The known issues with this version are:

s3cmd Command Failures
Boto Client Error

s3cmd Command Failures

s3cmd is a tool for managing objects in Amazon S3 storage. As part of R57, s3cmd package has been upgraded from version 1.5 to version 2.0.2.

After upgrading to QDS version R57, you may observe s3cmd command failures in QDS commands or Airflow jobs. s3cmd fails with return error code 1. If you are calling s3cmd with -d option, you will also see the 403 Forbidden error message.

It is a known issue.

Current Scenario

During internal testing, Qubole has discovered an issue where cp and mv commands in s3cmd version 2.0.2 fail in a very specific scenario.

cp and mv s3cmd commands fail with exit code 1 when you try to copy or move an object that you own in another AWS account. This happens even when you have read/write access on the object/bucket. Note that objects do get copied in this scenario but the response code returned is 1, which indicates that it is a failure.

Solution

If you observe s3cmd command failures after upgrading to R57, you can prevent these failures by reverting to the older version of s3cmd by adding the following lines in the cluster’s node bootstrap file. Cluster Restart Required

pip uninstall s3cmd
pip install s3cmd==1.5.2

Note

You need to restart the cluster for the s3cmd version change to be effective.

Boto Client Error

Boto is a Python package that provides interfaces to Amazon Web Services. AWS has deprecated the V2 signature usage for new AWS regions created after January 2014. AWS will allow any new S3 bucket created post June 24, 2020 to only use V4 signature.

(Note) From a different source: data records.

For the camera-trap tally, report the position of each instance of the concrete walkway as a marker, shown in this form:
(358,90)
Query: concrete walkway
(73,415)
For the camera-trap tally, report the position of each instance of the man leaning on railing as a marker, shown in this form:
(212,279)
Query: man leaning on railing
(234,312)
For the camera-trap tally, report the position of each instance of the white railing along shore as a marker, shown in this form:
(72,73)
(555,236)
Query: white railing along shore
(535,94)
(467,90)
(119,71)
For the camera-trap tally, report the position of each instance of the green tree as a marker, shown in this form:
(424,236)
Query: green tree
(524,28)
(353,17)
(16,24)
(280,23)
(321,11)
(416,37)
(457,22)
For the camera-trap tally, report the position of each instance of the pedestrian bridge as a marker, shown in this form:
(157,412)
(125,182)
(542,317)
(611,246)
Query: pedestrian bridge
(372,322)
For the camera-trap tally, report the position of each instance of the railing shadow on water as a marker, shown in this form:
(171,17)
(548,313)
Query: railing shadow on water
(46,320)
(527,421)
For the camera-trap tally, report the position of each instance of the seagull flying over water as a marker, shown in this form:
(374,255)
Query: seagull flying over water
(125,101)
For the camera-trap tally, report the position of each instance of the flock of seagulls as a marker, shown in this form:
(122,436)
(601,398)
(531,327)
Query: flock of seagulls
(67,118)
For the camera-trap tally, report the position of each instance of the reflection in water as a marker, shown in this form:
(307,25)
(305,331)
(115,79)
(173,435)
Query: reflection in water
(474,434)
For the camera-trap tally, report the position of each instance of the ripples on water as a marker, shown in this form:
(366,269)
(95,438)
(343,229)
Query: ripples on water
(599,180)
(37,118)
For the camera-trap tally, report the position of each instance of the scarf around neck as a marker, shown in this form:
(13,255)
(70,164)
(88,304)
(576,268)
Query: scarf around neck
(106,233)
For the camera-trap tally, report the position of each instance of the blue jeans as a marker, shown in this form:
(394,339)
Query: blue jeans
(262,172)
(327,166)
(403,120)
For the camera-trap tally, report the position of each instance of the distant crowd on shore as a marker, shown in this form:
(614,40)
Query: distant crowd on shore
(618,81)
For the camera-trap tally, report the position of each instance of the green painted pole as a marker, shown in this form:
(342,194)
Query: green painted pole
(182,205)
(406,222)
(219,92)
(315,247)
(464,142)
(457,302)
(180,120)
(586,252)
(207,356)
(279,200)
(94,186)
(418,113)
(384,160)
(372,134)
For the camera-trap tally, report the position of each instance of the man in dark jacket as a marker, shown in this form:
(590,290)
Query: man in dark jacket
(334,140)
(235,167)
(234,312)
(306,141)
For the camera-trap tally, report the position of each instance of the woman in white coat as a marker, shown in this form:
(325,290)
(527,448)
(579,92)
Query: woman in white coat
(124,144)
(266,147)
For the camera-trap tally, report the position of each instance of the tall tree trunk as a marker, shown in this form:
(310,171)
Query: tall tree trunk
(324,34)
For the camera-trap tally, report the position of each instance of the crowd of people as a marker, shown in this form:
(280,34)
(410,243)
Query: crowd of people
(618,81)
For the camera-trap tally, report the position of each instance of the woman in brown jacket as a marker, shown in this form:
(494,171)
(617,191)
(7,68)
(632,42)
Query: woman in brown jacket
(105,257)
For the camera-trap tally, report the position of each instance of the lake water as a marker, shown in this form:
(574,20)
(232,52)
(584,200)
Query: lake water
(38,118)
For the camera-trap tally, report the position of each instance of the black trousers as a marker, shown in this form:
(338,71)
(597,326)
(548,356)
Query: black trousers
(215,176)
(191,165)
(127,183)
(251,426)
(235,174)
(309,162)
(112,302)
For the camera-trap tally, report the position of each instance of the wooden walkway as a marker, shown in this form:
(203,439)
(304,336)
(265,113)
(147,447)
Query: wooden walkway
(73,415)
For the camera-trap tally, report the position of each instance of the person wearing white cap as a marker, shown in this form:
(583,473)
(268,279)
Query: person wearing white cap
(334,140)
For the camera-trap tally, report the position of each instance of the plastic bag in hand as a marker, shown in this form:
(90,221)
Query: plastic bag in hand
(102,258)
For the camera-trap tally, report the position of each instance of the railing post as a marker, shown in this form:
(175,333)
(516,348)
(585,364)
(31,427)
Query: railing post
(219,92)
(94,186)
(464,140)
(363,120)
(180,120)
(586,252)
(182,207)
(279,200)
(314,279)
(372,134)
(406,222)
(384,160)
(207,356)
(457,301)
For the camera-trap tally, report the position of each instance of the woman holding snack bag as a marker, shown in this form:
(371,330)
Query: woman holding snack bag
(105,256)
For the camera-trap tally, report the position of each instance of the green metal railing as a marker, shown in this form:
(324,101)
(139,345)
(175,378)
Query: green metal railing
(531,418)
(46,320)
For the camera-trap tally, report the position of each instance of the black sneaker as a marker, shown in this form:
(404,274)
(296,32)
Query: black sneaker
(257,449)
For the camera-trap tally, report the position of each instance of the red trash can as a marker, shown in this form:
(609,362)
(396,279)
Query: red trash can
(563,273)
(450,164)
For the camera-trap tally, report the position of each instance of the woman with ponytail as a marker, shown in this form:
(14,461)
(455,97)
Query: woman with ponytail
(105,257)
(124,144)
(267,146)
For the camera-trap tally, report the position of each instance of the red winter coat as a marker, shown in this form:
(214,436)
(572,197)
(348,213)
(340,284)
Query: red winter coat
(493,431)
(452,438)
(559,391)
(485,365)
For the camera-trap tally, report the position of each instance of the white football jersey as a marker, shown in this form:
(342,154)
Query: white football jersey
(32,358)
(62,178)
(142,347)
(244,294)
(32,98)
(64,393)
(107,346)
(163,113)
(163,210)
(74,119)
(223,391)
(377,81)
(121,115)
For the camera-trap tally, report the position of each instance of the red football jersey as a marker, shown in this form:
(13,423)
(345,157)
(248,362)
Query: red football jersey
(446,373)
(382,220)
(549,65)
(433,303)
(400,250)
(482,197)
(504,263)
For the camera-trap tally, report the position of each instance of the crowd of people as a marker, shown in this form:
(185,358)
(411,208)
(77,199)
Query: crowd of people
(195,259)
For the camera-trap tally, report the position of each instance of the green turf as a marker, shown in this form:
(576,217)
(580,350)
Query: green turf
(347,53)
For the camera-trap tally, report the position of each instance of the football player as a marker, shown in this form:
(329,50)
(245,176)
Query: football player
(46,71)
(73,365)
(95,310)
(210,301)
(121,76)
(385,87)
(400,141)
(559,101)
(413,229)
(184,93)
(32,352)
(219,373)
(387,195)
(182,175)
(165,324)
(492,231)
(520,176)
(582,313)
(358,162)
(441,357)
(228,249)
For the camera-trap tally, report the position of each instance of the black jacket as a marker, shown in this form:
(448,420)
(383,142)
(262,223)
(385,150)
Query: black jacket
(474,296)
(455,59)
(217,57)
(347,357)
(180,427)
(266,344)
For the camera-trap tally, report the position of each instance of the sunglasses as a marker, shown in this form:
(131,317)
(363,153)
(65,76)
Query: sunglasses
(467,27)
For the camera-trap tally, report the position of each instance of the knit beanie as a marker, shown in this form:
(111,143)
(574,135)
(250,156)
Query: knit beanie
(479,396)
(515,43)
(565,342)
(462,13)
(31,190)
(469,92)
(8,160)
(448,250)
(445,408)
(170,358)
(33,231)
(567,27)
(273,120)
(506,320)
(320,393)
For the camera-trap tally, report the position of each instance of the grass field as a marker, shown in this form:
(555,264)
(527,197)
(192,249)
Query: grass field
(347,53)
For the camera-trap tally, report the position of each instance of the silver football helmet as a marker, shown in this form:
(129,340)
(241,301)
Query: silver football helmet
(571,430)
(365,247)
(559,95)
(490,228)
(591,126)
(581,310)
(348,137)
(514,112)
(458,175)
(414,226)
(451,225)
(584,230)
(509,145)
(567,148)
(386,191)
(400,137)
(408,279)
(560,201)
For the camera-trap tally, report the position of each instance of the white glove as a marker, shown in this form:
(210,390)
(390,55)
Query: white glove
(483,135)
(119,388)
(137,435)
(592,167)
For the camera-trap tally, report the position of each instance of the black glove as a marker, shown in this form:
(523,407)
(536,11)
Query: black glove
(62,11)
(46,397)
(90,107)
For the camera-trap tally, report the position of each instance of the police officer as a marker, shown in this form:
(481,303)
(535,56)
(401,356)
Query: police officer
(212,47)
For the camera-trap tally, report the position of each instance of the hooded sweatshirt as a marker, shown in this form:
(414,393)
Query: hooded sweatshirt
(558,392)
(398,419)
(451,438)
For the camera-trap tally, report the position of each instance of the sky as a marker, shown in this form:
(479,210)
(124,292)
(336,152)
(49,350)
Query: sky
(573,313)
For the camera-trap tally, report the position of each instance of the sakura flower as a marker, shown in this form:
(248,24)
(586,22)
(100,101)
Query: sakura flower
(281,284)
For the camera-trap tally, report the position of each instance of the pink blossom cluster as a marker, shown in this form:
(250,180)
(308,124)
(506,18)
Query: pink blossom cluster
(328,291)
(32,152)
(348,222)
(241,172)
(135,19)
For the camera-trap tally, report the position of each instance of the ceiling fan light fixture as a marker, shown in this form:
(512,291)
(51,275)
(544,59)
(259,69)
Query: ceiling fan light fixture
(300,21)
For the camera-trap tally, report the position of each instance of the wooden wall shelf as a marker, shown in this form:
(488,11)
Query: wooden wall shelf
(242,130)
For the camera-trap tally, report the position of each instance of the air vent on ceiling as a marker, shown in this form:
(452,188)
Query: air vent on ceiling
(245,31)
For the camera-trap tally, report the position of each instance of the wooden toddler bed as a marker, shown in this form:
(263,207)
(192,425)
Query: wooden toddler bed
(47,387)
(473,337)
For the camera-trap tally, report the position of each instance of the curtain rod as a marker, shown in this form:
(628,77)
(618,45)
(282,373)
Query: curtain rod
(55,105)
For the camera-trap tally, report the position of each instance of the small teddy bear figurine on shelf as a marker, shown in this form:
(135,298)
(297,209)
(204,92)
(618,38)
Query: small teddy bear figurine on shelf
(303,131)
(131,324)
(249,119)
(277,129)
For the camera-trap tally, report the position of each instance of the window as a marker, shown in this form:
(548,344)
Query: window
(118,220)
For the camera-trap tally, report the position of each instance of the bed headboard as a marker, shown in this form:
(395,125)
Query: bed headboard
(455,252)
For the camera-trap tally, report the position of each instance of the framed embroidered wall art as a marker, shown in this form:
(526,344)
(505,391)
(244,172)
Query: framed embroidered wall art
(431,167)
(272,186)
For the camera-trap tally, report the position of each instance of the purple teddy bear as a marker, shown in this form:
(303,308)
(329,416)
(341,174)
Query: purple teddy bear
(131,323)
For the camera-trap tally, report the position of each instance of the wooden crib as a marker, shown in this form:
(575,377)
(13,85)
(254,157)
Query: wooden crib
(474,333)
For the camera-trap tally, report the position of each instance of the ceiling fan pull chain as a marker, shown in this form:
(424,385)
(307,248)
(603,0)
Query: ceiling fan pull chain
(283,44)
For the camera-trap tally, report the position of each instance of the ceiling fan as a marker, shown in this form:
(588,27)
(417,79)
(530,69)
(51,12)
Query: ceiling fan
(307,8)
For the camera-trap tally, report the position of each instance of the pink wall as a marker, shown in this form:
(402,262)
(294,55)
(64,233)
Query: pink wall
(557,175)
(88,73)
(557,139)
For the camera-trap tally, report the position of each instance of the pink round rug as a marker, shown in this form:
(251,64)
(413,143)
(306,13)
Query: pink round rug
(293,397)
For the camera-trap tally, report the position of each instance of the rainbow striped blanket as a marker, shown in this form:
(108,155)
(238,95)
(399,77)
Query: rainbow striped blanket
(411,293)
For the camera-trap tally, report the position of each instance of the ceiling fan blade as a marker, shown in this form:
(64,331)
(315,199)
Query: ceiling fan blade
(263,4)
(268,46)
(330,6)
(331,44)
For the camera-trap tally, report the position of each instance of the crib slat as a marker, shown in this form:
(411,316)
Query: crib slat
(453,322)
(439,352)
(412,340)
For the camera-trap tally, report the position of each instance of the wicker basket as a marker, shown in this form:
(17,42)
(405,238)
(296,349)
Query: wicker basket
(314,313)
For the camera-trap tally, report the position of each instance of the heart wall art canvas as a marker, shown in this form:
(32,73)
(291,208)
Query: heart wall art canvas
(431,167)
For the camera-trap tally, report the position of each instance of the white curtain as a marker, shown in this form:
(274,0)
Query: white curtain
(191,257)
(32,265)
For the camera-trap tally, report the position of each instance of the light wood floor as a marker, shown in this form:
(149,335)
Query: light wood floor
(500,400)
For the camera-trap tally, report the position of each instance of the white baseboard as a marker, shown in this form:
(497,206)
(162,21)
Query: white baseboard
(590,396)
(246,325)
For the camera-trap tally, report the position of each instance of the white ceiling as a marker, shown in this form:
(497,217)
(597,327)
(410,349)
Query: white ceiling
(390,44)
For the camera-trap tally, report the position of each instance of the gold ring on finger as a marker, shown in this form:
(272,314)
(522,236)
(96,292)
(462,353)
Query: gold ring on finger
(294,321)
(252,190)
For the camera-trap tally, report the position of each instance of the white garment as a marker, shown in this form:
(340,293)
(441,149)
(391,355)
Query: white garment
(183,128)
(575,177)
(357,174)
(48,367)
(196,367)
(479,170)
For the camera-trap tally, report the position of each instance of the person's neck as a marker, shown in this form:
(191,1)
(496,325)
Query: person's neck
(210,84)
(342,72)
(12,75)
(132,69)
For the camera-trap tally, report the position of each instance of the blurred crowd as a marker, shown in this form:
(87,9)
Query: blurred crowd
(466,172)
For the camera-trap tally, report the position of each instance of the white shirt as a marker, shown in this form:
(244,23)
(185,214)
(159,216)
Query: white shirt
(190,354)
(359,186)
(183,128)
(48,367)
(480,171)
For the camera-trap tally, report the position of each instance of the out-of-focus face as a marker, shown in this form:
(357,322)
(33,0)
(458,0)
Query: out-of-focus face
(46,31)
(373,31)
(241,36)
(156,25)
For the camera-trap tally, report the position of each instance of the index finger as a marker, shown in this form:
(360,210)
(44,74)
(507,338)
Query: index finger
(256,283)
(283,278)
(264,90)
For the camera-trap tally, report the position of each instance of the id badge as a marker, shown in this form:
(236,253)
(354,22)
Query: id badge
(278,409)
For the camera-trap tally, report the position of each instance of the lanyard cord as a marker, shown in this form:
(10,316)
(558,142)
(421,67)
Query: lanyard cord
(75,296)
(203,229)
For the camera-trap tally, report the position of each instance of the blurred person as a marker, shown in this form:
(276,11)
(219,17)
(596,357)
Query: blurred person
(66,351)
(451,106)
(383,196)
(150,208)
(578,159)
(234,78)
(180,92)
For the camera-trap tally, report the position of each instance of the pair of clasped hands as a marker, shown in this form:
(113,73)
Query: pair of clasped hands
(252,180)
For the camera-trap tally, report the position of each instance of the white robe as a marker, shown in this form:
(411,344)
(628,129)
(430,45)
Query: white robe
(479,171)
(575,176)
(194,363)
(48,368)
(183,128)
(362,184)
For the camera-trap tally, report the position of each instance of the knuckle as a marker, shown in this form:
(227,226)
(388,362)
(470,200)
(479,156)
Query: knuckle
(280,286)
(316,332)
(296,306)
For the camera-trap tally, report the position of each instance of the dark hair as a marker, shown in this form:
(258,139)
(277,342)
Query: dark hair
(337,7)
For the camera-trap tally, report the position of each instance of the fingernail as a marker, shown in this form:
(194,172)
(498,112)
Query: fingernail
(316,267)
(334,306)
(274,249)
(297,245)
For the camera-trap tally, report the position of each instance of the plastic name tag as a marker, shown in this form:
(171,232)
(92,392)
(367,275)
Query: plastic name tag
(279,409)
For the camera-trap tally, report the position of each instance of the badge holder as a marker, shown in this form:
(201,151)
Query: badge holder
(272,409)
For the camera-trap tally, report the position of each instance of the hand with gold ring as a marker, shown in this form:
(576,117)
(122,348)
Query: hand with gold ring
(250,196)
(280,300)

Qubole has made changes in R57 to use V4 signature for S3 client calls through boto by default through the /etc/boto.cfg file. So, when using Boto with V4 signature, the host parameter is required. If you had not provided the host parameter, the BotoClientError: When using SigV4, you must specify a ‘host’ parameter error appears. So, when connecting to S3 in commands or in notebooks, you may hit this error.

(That is, the error is not an inevitable consequence of using V4 signature. It only occurs when the host parameter is not provided.)

Solution

Qubole recommends you to include the host=s3.amazonaws.com parameter in Boto S3 connect calls. Until you add the host parameter, you can prevent the Boto client error by running the following command through the node bootstrap.

Note

You must restart the cluster for the following command to be effective. Cluster Restart Required

rm /etc/boto.cfg

Removing the boto.cfg file results in the client using the V2 signature. It may cause failures if the cluster software must communicate with S3 buckets, which only support the V4 signature.